Il presidente della Regione Lombardia intervistato dal Corriere della Sera: «Restate a casa. Lo dico con le buone. Se non sarà sufficiente bisognerà intervenire ancora»
«Non è una questione di misure o di multe. O almeno, non dovrebbe esserlo. Qui il problema è che da una parte vedo gente che esce a passeggio e dall’altra vedo persone che non riescono più a respirare. Insomma, basta! Lo dico con le buone, ma se non sarà sufficiente bisognerà intervenire ancora».
Sono le parole di Attilio Fontana, presidente della Regione Lombardia, intervistato dal Corriere della Sera. La Lombardia è al collasso. Conta il più alto numero di contagiati e deceduti da Covid-19 della penisola. Qui l’emergenza non accenna ancora a finire, con l’aggravante che le terapie intensive sono sature.
«I numeri di questa epidemia continuano a essere a livelli preoccupanti, perché lungo il mio tragitto quotidiano da Varese a Milano continuo a vedere incolonnate troppe auto e perché io non posso accettare che ogni giorno muoiano tante persone. E allora mi arrabbio con chi sembra non aver capito o finge di non capire».
Restare a casa, spiega,
«è l’unica arma che abbiamo ora per interrompere la catena del contagio diffuso. Quindi diciamolo ancora una volta con le buone: restate a casa.
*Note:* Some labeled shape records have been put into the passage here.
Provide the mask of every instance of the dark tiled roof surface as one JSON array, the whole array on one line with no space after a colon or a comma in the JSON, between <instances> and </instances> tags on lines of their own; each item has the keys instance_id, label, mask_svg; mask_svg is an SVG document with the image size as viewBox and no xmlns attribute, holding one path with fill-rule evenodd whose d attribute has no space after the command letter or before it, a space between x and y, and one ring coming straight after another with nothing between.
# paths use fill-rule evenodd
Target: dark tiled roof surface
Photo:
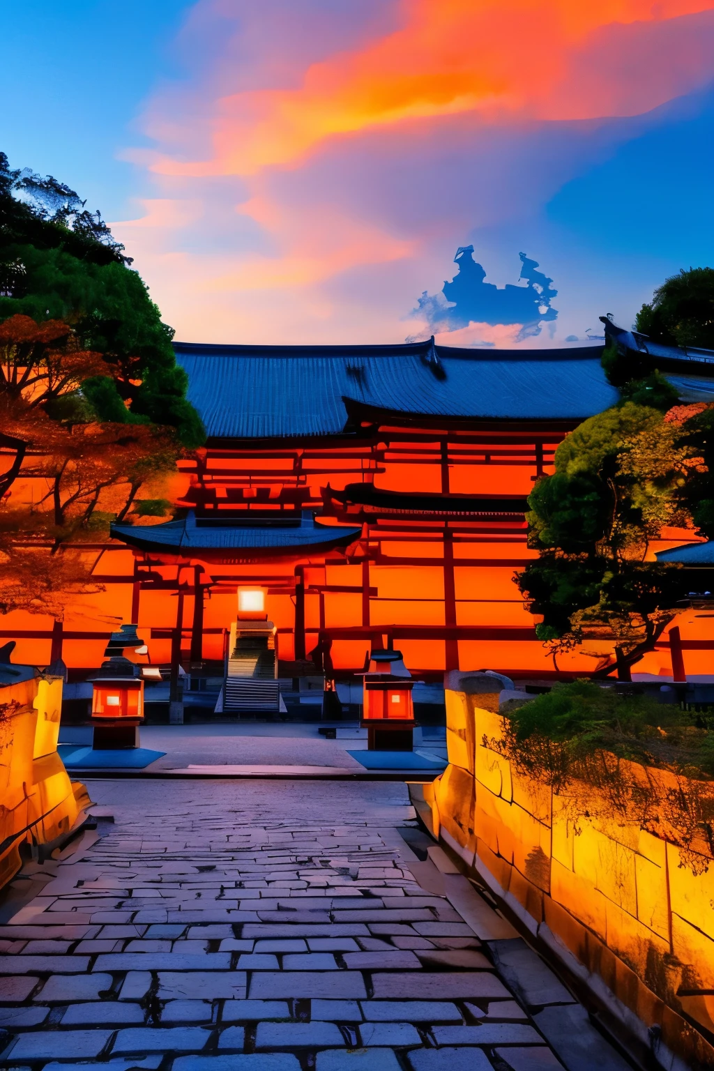
<instances>
[{"instance_id":1,"label":"dark tiled roof surface","mask_svg":"<svg viewBox=\"0 0 714 1071\"><path fill-rule=\"evenodd\" d=\"M145 550L279 550L292 547L330 546L345 543L360 534L360 528L335 525L317 525L312 514L303 514L295 524L254 525L240 522L196 521L193 510L182 521L168 521L163 525L112 525L111 534L132 546Z\"/></svg>"},{"instance_id":2,"label":"dark tiled roof surface","mask_svg":"<svg viewBox=\"0 0 714 1071\"><path fill-rule=\"evenodd\" d=\"M677 561L682 565L714 565L714 540L707 543L687 543L660 550L657 561Z\"/></svg>"},{"instance_id":3,"label":"dark tiled roof surface","mask_svg":"<svg viewBox=\"0 0 714 1071\"><path fill-rule=\"evenodd\" d=\"M347 403L397 413L584 420L619 394L602 347L477 350L399 346L211 346L176 343L188 398L211 438L331 435Z\"/></svg>"},{"instance_id":4,"label":"dark tiled roof surface","mask_svg":"<svg viewBox=\"0 0 714 1071\"><path fill-rule=\"evenodd\" d=\"M382 491L370 483L348 483L344 491L330 487L328 495L338 502L368 506L385 513L406 510L410 513L499 513L518 516L528 510L525 495L414 495Z\"/></svg>"}]
</instances>

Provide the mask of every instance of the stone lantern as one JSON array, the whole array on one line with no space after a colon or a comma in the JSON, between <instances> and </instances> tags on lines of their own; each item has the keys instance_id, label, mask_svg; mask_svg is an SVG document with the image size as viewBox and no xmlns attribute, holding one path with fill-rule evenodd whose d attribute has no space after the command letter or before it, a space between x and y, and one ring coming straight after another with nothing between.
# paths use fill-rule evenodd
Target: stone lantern
<instances>
[{"instance_id":1,"label":"stone lantern","mask_svg":"<svg viewBox=\"0 0 714 1071\"><path fill-rule=\"evenodd\" d=\"M139 650L143 642L136 624L122 624L112 632L104 652L106 662L92 678L92 723L95 751L139 746L139 725L143 721L141 669L124 658L124 649Z\"/></svg>"},{"instance_id":2,"label":"stone lantern","mask_svg":"<svg viewBox=\"0 0 714 1071\"><path fill-rule=\"evenodd\" d=\"M411 751L414 681L401 651L373 651L364 677L362 725L369 751Z\"/></svg>"}]
</instances>

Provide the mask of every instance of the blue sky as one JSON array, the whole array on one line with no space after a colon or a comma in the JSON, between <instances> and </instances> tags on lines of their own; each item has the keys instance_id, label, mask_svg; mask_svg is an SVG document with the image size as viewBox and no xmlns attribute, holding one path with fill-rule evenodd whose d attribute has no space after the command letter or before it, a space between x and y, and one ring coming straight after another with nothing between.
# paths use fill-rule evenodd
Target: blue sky
<instances>
[{"instance_id":1,"label":"blue sky","mask_svg":"<svg viewBox=\"0 0 714 1071\"><path fill-rule=\"evenodd\" d=\"M564 345L714 261L714 0L601 6L5 6L0 148L102 210L186 341ZM557 318L420 321L469 244L499 287L538 261Z\"/></svg>"}]
</instances>

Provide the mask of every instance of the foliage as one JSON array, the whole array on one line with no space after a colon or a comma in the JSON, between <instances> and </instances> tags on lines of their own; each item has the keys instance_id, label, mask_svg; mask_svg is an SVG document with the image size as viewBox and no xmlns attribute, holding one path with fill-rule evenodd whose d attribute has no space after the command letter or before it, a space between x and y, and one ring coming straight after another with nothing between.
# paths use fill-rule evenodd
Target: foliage
<instances>
[{"instance_id":1,"label":"foliage","mask_svg":"<svg viewBox=\"0 0 714 1071\"><path fill-rule=\"evenodd\" d=\"M578 680L508 710L503 723L502 739L484 745L559 794L576 832L583 819L614 817L679 845L695 872L708 868L714 718Z\"/></svg>"},{"instance_id":2,"label":"foliage","mask_svg":"<svg viewBox=\"0 0 714 1071\"><path fill-rule=\"evenodd\" d=\"M61 618L67 597L100 589L90 544L107 538L110 522L159 515L159 502L166 512L156 492L180 446L172 428L137 419L106 391L112 371L66 323L15 315L0 325L0 451L10 459L0 476L0 613ZM97 412L107 393L119 406L108 420Z\"/></svg>"},{"instance_id":3,"label":"foliage","mask_svg":"<svg viewBox=\"0 0 714 1071\"><path fill-rule=\"evenodd\" d=\"M134 418L171 425L185 446L200 446L204 433L185 398L173 331L130 263L98 212L86 211L74 191L10 170L0 153L0 320L25 314L72 326L78 345L106 362L97 404L112 416L104 419L130 402Z\"/></svg>"},{"instance_id":4,"label":"foliage","mask_svg":"<svg viewBox=\"0 0 714 1071\"><path fill-rule=\"evenodd\" d=\"M529 497L529 544L541 556L516 577L553 652L614 640L626 675L671 621L678 567L645 557L664 525L688 522L681 491L690 452L675 422L634 402L590 418L559 446L555 473ZM595 657L609 673L609 655Z\"/></svg>"},{"instance_id":5,"label":"foliage","mask_svg":"<svg viewBox=\"0 0 714 1071\"><path fill-rule=\"evenodd\" d=\"M714 349L714 268L689 268L666 278L636 327L653 342Z\"/></svg>"},{"instance_id":6,"label":"foliage","mask_svg":"<svg viewBox=\"0 0 714 1071\"><path fill-rule=\"evenodd\" d=\"M701 534L714 539L714 406L690 408L695 411L682 423L679 441L695 455L697 464L690 467L680 498Z\"/></svg>"}]
</instances>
Ma se non basterà dovremo pensare a qualcos’altro».
Fontana aggiunge che le misure in vigore andrebbero bene se fossero rispettate. E sottolinea la necessità di ulteriori controlli. La situazione è drammatica, spiega.
«È brutta, è brutta, mi dispiace ma non possiamo girare intorno alla realtà. Nei nostri ospedali ci sono medici e infermieri che stanno facendo cose sovrumane, perché davvero non è immaginabile che una persona possa lavorare in quelle condizioni di stress per così tante ore al giorno per tre settimane consecutive, senza riposare, magari senza nemmeno mai uscire dall’ospedale. E io vorrei che quelli che escono a passeggiare perché vedono una bella giornata di sole provassero a soffermarsi su cosa possa significare dover badare contemporaneamente a quattro, cinque-sei pazienti che faticano a respirare e sono attaccati a un filo di vita».